Because of whirling disease, most of the fish from Finger Rock were released in waters on the Front Range that already had the parasite in them.
"We should now be able to stock some fish in Western Slope waters," Doering said.
The DOW allows only whirling-disease-negative fish to be stocked in most streams and lakes on the western slope, he said
Finger Rock is expected to produce around 280,000 WD-negative, 10-inch, catchable-size rainbow trout for stocking in 2001.
Those fish will be key for the DOW, division spokeswoman Babs Brockway said.
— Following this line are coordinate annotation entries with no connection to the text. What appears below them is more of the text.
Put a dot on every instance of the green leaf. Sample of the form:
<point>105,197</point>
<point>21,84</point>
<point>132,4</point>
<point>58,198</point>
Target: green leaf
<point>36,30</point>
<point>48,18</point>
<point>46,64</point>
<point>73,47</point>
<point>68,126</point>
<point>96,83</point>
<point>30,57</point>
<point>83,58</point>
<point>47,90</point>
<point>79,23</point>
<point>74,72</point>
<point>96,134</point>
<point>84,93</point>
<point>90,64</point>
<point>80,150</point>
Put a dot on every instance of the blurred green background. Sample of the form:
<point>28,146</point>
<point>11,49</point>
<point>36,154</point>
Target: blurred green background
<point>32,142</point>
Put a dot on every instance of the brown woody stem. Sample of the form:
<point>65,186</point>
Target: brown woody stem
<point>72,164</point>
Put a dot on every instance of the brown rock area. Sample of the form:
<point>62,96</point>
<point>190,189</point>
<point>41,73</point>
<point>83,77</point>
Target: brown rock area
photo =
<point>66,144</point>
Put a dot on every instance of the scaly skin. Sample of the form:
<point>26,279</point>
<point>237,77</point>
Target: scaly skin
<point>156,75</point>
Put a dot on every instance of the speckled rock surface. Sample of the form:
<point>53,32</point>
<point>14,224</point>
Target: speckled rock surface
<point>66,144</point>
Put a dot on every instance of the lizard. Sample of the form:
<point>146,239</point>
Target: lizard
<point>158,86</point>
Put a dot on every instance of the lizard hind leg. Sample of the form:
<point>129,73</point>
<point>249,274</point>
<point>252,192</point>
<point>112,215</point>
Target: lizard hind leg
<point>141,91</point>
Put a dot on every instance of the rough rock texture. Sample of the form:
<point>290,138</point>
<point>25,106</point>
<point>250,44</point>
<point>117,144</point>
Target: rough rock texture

In a Wildlife Commission meeting earlier this month, which is the entity that makes executive decisions for the DOW, commissioners voted to end stocking fish with whirling disease in nearly all waters in Colorado by 2003, Brockway said.
Last year, DOW biologist concluded that the parasites were increasing in number in streams where they already existed because the DOW was stocking fish that were infected.
"That's why the commission decided not to stock the WD-positive fish any more," Brockway said. "They want to stop the disease from spreading."
The goal is to eliminate whirling disease from Colorado waters, she added.
Whirling disease is a parasitic infection of trout and salmon that exhibits a complex life cycle including two hosts the fish and a small worm found in aquatic environments. Fish heavily infested with the parasite can become deformed or exhibit the erratic tail-chasing behavior from which the disease gets its name. Eventually, heavily infected young fish may die. It was first discovered in Colorado in the mid 1980s and eight hatcheries in the state still test positive.
The $13-million renovation and modernization of the state's hatcheries include Mount Ouray, Salida isolation, Buena Vista, Durango, the Bellvue production facility, the Research Hatchery, Mount Shavano, Roaring Judy, Rifle and Pitkin. Of these hatcheries, construction has been completed on all but Roaring Judy, Rifle and Pitkin.
"It was a thorough task that was painstakingly done," Doering said of the work done at Finger Rock. "But the results are positive, with negative (test) results."